Read up on the tax-efficient opportunities arising from the UK's decision to leave the European Union

    If anybody witnessed my Facebook profile during June they will appreciate that I was keen for the UK to remain part of the EU. However, the voice of the nation has spoken and we now enter a new world. I have no doubt that in the long term the UK will continue to be a prosperous and enviable economy but my greatest pre-referendum fear was about the short term uncertainty. As we know, and has been proven, economic and political uncertainty bring with them market volatility and reduced consumer confidence. An example of the effect of reduced consumer confidence is that house prices are expected to decrease.
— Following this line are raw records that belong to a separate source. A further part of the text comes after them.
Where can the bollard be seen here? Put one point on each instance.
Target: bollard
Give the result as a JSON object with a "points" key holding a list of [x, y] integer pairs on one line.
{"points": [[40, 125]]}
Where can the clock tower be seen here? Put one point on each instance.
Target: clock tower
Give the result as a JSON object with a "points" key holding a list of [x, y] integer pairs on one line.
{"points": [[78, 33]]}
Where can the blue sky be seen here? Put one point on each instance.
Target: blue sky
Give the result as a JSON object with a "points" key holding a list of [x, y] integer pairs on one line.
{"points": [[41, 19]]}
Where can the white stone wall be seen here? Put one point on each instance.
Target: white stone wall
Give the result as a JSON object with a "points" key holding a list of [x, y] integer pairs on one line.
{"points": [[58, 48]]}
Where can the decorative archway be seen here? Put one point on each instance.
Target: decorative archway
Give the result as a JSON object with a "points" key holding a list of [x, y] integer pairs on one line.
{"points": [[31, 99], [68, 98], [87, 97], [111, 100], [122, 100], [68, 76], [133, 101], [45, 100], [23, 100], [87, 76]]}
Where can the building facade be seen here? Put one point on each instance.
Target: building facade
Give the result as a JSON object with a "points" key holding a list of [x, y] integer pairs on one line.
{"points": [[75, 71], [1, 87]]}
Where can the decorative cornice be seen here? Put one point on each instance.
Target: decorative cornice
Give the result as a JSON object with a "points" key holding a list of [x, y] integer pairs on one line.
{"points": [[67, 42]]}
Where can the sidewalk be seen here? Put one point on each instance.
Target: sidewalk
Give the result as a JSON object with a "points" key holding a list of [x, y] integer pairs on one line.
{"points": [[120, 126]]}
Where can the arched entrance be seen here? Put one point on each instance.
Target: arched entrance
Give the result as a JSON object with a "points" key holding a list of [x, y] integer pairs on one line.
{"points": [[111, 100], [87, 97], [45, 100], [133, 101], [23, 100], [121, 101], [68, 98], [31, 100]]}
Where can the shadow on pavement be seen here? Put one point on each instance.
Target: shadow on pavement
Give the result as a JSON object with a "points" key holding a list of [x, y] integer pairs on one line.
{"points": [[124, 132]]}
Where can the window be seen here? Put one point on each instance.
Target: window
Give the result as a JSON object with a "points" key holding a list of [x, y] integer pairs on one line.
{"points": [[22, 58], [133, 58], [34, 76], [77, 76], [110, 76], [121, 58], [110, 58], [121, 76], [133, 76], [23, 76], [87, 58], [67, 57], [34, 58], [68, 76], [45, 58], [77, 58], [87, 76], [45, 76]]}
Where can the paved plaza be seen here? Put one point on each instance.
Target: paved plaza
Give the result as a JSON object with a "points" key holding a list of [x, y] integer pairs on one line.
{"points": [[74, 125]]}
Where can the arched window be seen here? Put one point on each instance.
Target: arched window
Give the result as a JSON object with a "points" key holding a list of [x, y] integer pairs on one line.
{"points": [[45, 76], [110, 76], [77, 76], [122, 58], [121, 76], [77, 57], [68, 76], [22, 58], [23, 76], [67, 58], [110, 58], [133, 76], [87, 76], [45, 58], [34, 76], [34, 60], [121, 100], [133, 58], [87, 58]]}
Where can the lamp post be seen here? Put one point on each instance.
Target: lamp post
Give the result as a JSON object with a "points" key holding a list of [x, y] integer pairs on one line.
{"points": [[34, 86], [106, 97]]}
This expectation is not due to reduced overseas investment (other than perhaps in certain parts of London) resulting from Brexit, as some have suggested, but rather that property prices are likely to be affected as many UK consumers stop buying and selling in order to ‘await and see’ what happens. Part of the role of financial advisers during this period will be to reassure clients and to educate as to why clients should continue with their financial plan and not let doubt affect their long-term objectives. Anyway, enough with my penguin book economics!

    We should be concerning ourselves with the positives and I’m a great believer that change leads to opportunity. The fallout from the Vote Leave referendum victory means that there has never been a more appropriate time to consider tax-efficient investments for a number of reasons.

    Tax planning  

    In an uncertain world advisers might not be able to provide investors with as much reassurance about projected returns from traditional markets as they previously could. Therefore, one of the main areas where advisers can look to add value to their clients is by astutely managing their tax position. Government endorsed tax-efficient investments, such as the Enterprise Investment Scheme, should therefore be considered as part of this planning. Whether deferring or mitigating a Capital Gain, reducing an income tax liability or mitigating inheritance tax, there are numerous opportunities for tax planning using tax-efficient investments.

    Uncorrelated investments

    As a majority of tax-efficient investments are in unquoted stocks they could offer long term protection from market volatility. All investments carry their own inherent investment risk but if you understand the underlying investee companies it could be possible to identify asset backed opportunities (such as BPR qualifying renewable energy projects) or growth opportunities which aren’t reliant on the UK or EU market.   Although AIM stocks are classed as unquoted for the sake of EIS and VCT, I would suggest being wary of the correlation between AIM performance and the mainstream markets, coupled with the relative illiquidity of AIM meaning exits are rarer than mainstream markets.   (This correlation with mainstream market volatility was shown with the total value of AIM All-Share falling by almost 10% during June.) EIS investments have to be held for a minimum of three years and VCTs five years, so the need to think long term can also help to reduce investors’ worry about short term factors.

    Supporting the UK economy

    It is expected that a short/medium-term consequence of leaving the EU will be reduced investment in UK businesses, both the disappearance of EU grants and the expected reduction in overseas investment which was previously contingent on the UK being within the EU. Therefore, UK companies will need to find more investment from ‘home-grown’ sources. The likes of the Enterprise Investment Scheme may appeal to UK investors looking to support growing UK businesses and therefore it is likely there will be more companies seeking investment via EIS. This could potentially mean an increased volume of stronger investment opportunities.

    State Aid

    The Enterprise Investment Scheme and Seed Enterprise Investment Scheme are both governed by EU State Aid rules. It has been mooted by some that once the UK has left the EU, the UK Government will be able to increase the limits on how much companies can raise under EIS and SEIS. This could be great news for such companies and, in particular, enable seed-stage companies to receive funding more quickly. However, it is likely that if the UK does negotiate a new trade deal with the EU, or some associate member role, then the UK will continue to abide by EU State Aid rules but this is worth keeping an eye on as it could mean more established businesses qualify for SEIS or EIS.

    Tax-efficient investments are increasingly important for advisers to consider as part of a well balanced portfolio and the post-referendum environment could increase the appetite for advisers and investors. Advisers shouldn’t rely on investment returns to be their justification of existence to clients; rather they should firstly ensure that clients’ tax positions are managed effectively as that is where advisers can make a real difference to clients without relying on market conditions.